Barwna historia herbacianych filizanek
Zastanawialiście się kiedyś skąd podchodzą Wasze filiżanki?
Może otrzymaliście je po swoich po babkach albo dostaliście w prezencie urodzinowym od koleżanek z pracy? Używacie codziennie czy wyjmujecie tylko na odwiedziny rodziny czy przyjaciół, od święta? Dzisiaj postaramy się odrobinę przybliżyć historię tego filigranowego naczynia!
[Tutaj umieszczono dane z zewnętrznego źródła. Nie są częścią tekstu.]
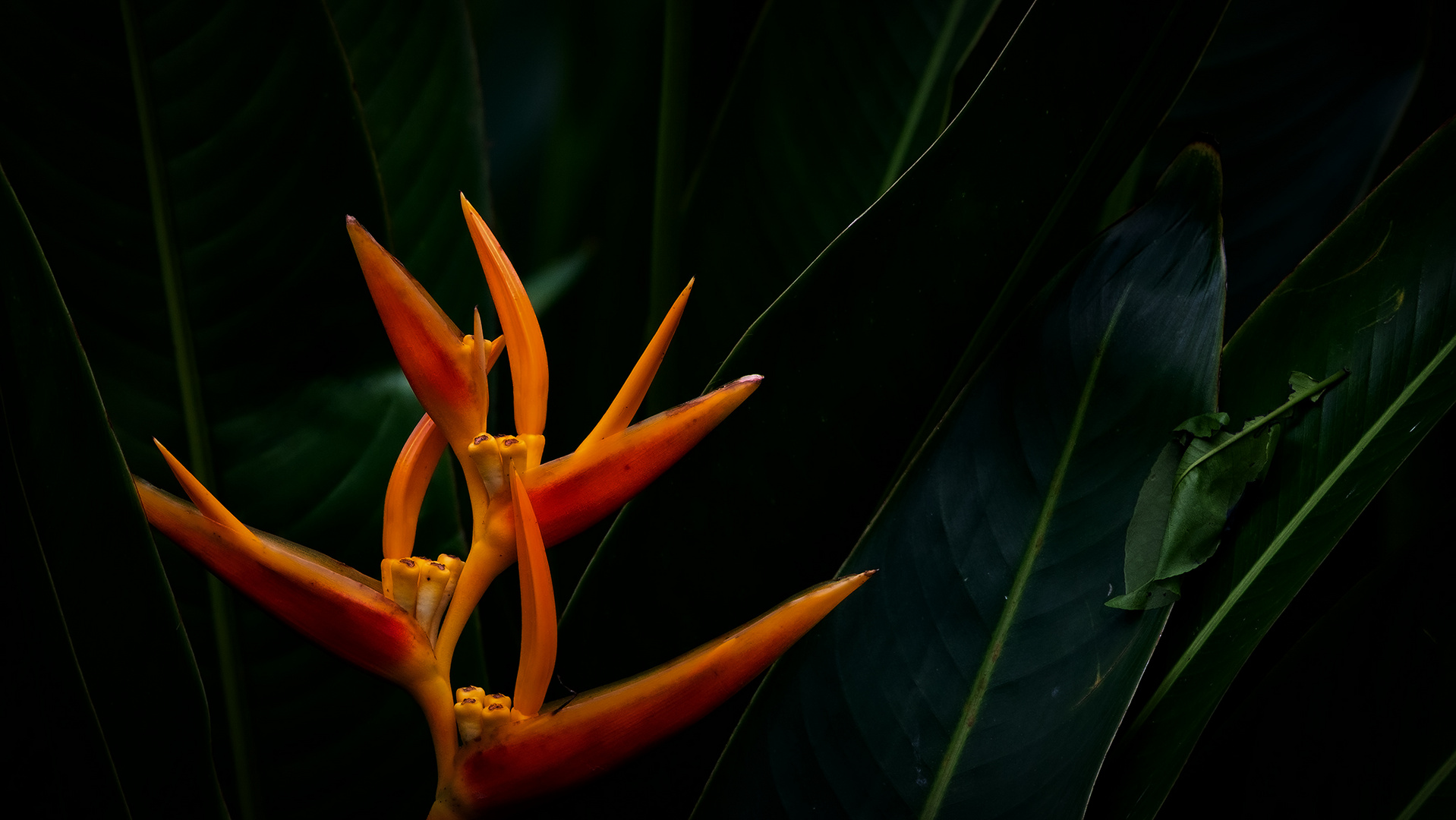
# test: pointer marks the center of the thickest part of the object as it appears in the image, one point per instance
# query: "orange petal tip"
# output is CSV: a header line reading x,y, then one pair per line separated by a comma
x,y
590,733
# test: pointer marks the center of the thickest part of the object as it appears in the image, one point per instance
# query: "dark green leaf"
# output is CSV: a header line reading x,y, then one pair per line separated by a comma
x,y
1143,547
1302,98
1376,298
830,106
979,670
1205,426
1207,484
1363,660
131,658
855,353
269,125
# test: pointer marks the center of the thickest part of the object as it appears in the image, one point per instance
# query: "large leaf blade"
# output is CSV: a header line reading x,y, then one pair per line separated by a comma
x,y
1376,296
146,692
788,472
1302,96
261,153
982,672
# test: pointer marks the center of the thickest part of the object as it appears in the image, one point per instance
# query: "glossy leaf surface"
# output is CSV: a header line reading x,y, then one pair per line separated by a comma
x,y
1378,296
830,104
985,676
1302,98
71,480
261,149
856,350
1365,667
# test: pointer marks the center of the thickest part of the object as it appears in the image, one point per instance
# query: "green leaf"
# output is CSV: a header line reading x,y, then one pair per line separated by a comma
x,y
1362,660
1302,98
1143,548
1209,481
1376,298
269,123
856,350
979,670
1205,426
128,654
830,104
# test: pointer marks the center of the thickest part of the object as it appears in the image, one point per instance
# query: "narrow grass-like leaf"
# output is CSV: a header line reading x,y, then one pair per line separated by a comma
x,y
853,355
263,146
98,550
985,676
1379,298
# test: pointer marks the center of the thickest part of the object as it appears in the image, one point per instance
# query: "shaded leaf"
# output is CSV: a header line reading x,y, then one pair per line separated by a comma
x,y
261,153
1366,667
108,580
1376,298
1302,98
855,350
982,672
1209,481
830,104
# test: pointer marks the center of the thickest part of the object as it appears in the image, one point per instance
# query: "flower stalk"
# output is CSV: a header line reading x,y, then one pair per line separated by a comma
x,y
493,749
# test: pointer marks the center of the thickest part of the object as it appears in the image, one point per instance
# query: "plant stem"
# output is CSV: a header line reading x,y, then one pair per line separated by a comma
x,y
190,385
1265,420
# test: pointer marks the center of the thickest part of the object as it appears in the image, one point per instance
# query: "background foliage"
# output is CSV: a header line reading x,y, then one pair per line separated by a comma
x,y
185,169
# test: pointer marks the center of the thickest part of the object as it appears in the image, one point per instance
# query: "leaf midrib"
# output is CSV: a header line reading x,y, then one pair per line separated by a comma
x,y
994,647
190,385
1287,532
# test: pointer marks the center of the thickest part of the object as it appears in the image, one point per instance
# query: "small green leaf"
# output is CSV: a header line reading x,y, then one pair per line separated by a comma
x,y
1379,296
1207,482
980,675
1205,426
131,654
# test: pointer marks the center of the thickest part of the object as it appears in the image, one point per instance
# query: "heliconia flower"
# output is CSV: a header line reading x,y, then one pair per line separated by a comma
x,y
493,749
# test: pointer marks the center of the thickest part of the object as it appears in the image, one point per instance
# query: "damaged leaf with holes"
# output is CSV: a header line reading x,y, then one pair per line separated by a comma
x,y
1194,484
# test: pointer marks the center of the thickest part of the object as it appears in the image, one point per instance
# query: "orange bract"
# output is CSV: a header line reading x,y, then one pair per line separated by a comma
x,y
405,626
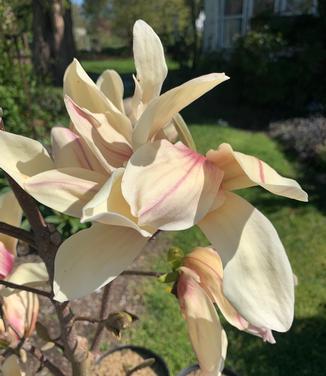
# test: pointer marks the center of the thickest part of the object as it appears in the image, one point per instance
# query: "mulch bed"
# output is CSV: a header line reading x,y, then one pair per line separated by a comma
x,y
125,295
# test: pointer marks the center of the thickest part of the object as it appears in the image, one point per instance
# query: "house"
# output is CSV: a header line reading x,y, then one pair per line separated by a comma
x,y
227,19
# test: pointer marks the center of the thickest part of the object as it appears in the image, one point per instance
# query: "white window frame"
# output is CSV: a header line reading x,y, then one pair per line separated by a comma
x,y
245,16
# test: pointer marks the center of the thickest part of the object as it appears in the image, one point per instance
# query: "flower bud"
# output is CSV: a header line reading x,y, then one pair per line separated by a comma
x,y
20,310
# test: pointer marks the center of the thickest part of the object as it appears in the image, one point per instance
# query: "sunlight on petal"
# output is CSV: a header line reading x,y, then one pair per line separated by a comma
x,y
92,258
170,187
250,249
242,171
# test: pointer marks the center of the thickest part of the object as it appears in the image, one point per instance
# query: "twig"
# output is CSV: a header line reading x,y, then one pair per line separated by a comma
x,y
104,312
142,273
25,288
17,233
88,319
146,363
37,353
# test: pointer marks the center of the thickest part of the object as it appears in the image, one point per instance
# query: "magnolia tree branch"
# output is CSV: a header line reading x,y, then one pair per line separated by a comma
x,y
143,273
47,243
38,354
17,233
104,313
25,288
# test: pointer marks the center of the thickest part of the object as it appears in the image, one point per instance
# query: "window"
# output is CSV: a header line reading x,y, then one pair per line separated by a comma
x,y
262,7
296,7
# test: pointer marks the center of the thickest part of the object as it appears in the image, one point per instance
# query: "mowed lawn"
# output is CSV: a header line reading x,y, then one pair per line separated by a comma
x,y
301,227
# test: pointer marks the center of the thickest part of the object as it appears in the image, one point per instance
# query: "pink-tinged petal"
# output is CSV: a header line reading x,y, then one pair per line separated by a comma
x,y
184,134
242,171
22,157
109,207
79,86
207,264
11,213
149,60
10,367
160,111
111,85
66,190
70,150
170,187
134,106
84,92
258,280
20,310
6,261
203,324
94,257
109,146
265,334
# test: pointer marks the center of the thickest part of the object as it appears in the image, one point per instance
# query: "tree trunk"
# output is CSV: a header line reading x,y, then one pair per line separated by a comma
x,y
53,42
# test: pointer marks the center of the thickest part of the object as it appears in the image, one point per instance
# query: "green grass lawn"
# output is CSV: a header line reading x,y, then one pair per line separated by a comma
x,y
121,65
301,226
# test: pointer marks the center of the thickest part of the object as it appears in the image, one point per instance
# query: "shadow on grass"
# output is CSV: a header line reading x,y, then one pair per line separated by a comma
x,y
299,352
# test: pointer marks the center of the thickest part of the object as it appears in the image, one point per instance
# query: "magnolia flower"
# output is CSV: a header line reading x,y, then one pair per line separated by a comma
x,y
206,265
172,187
83,176
208,339
19,308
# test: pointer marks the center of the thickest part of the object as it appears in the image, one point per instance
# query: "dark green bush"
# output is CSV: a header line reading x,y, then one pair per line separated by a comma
x,y
305,136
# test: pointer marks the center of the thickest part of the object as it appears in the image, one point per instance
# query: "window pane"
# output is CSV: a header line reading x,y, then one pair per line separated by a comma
x,y
263,6
232,28
232,7
298,6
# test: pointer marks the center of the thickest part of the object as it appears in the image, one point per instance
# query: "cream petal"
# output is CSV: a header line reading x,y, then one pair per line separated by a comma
x,y
69,150
79,86
84,92
22,157
135,105
243,171
207,264
66,190
110,147
109,207
7,260
183,132
170,187
203,324
10,367
111,85
11,213
149,60
29,273
258,280
160,111
92,258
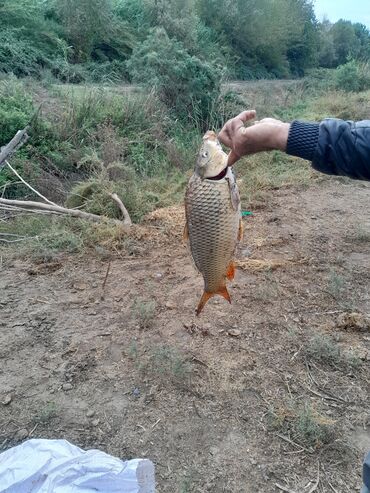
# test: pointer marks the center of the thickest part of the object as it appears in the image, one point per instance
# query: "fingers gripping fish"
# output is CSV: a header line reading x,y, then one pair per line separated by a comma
x,y
213,218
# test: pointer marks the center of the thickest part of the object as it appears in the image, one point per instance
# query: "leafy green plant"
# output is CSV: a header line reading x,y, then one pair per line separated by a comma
x,y
184,82
16,108
353,76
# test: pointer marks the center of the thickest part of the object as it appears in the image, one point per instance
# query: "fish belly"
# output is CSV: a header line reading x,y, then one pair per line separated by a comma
x,y
213,227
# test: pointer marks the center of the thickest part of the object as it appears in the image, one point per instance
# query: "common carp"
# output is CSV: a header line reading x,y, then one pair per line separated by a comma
x,y
213,218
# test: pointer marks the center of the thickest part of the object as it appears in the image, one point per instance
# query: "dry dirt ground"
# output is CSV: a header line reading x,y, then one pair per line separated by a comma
x,y
271,390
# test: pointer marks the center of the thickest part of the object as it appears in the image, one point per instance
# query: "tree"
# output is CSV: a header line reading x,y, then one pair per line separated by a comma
x,y
93,29
186,84
346,43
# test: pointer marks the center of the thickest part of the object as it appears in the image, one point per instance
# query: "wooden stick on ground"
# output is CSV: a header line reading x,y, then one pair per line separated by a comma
x,y
39,206
124,211
28,185
17,141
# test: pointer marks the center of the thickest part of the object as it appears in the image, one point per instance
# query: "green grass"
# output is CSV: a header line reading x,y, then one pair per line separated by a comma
x,y
106,139
303,424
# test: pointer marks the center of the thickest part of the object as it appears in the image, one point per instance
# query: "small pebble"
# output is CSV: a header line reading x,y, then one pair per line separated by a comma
x,y
21,434
7,400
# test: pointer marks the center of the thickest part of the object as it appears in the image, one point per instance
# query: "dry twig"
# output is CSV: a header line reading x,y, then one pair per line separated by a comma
x,y
52,209
126,216
17,141
283,488
28,185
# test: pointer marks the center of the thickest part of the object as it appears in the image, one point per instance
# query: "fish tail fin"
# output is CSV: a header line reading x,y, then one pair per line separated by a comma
x,y
207,295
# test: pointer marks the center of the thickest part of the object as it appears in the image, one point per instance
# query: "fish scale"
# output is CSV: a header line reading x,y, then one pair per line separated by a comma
x,y
213,227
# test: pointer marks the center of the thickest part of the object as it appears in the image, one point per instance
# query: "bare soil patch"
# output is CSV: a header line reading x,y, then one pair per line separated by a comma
x,y
273,389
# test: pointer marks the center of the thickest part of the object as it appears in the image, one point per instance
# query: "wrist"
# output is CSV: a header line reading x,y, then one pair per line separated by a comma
x,y
280,138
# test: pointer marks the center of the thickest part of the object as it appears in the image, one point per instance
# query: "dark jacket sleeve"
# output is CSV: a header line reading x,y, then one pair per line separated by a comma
x,y
366,475
335,147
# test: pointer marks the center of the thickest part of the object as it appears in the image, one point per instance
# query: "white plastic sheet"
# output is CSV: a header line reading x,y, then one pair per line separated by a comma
x,y
56,466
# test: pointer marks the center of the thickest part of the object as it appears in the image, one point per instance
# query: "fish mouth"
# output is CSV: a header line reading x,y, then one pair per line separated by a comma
x,y
220,176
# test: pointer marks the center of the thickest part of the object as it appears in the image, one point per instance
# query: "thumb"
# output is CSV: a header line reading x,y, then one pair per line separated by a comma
x,y
245,116
232,159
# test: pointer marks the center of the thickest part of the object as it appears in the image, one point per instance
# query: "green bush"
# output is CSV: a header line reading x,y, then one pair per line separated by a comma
x,y
16,108
353,76
184,83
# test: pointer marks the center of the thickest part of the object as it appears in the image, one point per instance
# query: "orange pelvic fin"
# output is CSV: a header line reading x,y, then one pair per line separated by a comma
x,y
185,234
206,296
230,273
241,230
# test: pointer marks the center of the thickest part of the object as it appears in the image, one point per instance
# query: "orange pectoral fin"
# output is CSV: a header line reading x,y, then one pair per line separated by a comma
x,y
206,296
230,273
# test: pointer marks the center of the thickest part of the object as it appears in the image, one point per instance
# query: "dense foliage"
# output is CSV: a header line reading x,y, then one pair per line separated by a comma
x,y
248,38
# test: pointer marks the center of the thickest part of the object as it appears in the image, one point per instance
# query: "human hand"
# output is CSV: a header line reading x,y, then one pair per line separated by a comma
x,y
264,135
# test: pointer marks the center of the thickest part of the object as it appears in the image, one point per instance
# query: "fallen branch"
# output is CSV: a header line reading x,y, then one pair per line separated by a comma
x,y
40,207
17,141
124,211
28,185
316,484
282,488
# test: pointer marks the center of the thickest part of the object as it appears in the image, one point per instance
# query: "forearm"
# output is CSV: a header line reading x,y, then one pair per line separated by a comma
x,y
335,147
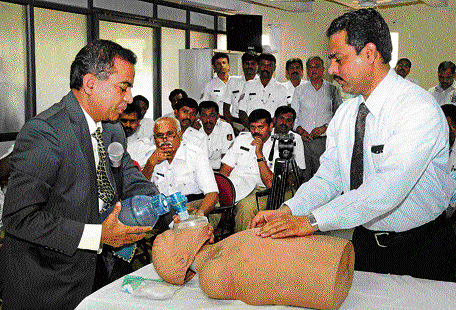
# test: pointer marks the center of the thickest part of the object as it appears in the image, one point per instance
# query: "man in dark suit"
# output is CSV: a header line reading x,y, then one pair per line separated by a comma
x,y
52,206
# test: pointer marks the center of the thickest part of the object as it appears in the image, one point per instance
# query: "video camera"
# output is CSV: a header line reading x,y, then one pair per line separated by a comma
x,y
286,144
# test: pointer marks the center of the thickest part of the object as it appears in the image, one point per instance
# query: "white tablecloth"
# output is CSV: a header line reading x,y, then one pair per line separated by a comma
x,y
368,291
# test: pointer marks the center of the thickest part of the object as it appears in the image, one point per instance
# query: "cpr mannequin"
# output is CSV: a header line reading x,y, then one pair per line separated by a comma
x,y
312,271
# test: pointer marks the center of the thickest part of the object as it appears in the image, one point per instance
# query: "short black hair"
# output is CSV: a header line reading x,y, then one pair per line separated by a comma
x,y
445,65
293,61
176,92
209,105
364,26
284,109
97,58
265,56
218,56
186,102
260,114
249,56
133,108
404,60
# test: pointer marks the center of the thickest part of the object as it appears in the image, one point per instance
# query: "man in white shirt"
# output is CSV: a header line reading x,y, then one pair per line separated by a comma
x,y
315,102
220,134
294,72
265,93
179,166
215,89
444,93
403,67
236,85
377,175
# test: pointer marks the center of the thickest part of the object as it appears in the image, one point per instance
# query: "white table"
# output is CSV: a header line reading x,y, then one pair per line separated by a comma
x,y
368,291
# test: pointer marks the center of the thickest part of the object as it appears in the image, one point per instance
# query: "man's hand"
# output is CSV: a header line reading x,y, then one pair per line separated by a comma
x,y
318,131
116,234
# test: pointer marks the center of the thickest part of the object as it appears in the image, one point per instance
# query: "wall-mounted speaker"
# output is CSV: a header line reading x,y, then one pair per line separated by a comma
x,y
244,32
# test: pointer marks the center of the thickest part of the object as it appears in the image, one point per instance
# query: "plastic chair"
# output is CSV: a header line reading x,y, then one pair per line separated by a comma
x,y
227,199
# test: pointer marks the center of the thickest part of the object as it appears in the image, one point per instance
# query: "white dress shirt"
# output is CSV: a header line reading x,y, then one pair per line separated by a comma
x,y
314,108
256,96
215,91
218,142
447,96
405,152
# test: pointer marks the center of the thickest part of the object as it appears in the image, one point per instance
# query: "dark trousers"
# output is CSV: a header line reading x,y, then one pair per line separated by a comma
x,y
428,251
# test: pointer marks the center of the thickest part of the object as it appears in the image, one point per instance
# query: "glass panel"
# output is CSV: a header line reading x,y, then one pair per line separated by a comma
x,y
58,38
203,20
172,41
78,3
201,40
132,6
139,39
169,13
13,71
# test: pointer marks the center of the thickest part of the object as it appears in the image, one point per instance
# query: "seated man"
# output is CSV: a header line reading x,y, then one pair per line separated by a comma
x,y
179,166
248,166
317,274
220,134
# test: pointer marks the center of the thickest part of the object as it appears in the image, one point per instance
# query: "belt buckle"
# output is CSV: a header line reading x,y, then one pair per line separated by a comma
x,y
376,239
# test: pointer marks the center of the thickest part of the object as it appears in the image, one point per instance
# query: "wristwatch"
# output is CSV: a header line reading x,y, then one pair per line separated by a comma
x,y
312,221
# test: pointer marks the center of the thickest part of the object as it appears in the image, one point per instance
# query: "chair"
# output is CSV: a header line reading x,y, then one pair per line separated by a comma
x,y
227,199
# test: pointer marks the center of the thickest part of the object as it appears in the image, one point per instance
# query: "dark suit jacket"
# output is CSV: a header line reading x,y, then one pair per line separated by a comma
x,y
52,193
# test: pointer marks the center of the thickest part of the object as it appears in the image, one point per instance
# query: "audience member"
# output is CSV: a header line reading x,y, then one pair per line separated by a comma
x,y
53,201
403,67
294,73
264,93
315,102
247,165
220,134
444,93
390,185
235,87
178,166
215,89
174,96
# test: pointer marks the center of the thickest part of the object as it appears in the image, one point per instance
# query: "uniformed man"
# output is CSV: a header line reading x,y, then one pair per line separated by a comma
x,y
294,71
236,85
215,88
265,93
176,165
219,133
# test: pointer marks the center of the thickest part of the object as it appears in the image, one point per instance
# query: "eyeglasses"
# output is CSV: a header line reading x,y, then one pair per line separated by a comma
x,y
170,135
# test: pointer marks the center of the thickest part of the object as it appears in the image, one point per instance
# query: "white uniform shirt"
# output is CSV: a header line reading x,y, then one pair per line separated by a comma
x,y
315,108
290,89
218,142
241,157
447,96
234,89
256,96
189,173
215,91
405,152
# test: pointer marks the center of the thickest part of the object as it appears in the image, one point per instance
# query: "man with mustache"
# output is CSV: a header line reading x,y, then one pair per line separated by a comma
x,y
315,102
445,93
403,67
235,88
294,73
61,179
248,166
220,134
390,186
263,93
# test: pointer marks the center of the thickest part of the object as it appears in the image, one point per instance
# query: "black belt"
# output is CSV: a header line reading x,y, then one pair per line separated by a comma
x,y
390,238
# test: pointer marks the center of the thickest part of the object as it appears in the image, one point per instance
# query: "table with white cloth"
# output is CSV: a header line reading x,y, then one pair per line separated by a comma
x,y
368,291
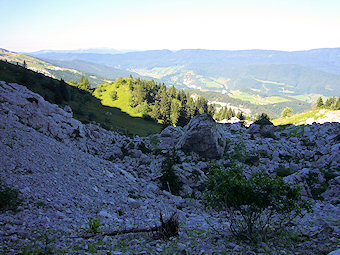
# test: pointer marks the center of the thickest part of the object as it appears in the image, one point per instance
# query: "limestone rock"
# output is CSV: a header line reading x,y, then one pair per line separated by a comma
x,y
203,136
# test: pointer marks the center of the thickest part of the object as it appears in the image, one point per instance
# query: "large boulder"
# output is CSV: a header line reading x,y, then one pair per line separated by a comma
x,y
203,136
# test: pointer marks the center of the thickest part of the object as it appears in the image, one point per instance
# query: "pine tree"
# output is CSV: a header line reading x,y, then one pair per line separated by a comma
x,y
287,112
319,103
174,112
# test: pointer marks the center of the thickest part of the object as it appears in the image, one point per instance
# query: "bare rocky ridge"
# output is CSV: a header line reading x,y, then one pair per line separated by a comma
x,y
69,173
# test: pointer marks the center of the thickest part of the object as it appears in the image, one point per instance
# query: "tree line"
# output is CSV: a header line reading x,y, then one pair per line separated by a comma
x,y
171,106
331,103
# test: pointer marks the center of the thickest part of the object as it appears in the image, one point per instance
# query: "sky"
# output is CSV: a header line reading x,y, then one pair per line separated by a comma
x,y
31,25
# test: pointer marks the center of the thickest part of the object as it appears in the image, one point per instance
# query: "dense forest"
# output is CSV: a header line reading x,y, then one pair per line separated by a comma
x,y
156,101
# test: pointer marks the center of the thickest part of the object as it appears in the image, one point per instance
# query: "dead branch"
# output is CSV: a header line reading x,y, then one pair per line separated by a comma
x,y
167,229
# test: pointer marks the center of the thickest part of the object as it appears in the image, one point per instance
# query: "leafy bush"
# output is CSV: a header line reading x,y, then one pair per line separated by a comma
x,y
94,225
255,206
9,198
263,119
283,172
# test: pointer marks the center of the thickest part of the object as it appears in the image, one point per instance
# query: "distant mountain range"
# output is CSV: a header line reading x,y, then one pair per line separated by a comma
x,y
262,71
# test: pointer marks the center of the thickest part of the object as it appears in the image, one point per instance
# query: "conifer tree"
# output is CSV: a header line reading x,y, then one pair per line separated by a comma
x,y
319,103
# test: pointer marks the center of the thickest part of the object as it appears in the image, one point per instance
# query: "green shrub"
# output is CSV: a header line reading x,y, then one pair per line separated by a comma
x,y
263,119
94,225
9,198
255,206
283,172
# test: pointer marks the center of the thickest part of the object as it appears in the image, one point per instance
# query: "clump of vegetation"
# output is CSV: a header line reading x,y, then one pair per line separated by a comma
x,y
169,179
263,119
287,112
283,172
256,207
9,198
331,103
84,105
94,225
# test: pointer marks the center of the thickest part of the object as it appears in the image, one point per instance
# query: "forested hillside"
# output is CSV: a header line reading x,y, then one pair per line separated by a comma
x,y
85,107
152,100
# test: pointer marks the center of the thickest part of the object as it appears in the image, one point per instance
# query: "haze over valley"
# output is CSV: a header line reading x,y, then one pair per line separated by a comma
x,y
170,127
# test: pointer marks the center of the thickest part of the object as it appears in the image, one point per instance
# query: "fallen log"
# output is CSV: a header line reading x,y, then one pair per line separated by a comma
x,y
167,229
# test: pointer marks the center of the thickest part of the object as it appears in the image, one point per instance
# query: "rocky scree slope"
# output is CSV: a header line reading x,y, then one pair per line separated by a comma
x,y
70,174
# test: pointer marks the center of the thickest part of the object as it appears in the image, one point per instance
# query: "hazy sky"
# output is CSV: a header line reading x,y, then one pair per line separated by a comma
x,y
29,25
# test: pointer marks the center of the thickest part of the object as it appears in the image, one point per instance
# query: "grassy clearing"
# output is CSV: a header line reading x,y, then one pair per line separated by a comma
x,y
256,99
105,91
298,119
86,107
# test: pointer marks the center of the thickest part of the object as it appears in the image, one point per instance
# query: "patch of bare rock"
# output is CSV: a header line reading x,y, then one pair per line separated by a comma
x,y
71,174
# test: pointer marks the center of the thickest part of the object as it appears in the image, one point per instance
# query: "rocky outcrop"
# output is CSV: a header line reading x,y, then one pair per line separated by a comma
x,y
70,174
203,136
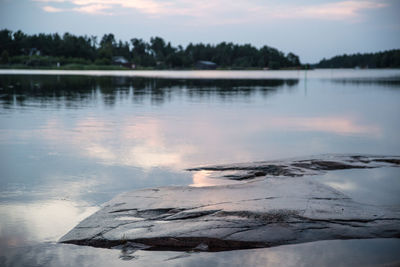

Produkcję porcelany rozpoczęli oczywiście Chińczycy. To właśnie oni ponad 1300 lat temu opracowali proces jej wytwarzania. Co ciekawe, powstała ona jako próba odtworzenia odcienia nefrytu – jasnozielonej skały metamorficznej, którą Chińczycy uznali za estetycznie doskonałą. Za czasów rządzenia dystatii Tang próby te doprowadziły do uzyskania niebieskiej oraz białej glazury.
Chińczycy mieli różne upodobania kolorystyczne, zależne od czasu i regionu. Mistrzowie herbaty z dystatii Sung szczególnie upodobali sobie czarki w ciemnych kolorach: niebiesko-czarnym i ciemnobrązowym. Natomiast dynastia Ming piła herbatę w lekkiej, białej porcelanie.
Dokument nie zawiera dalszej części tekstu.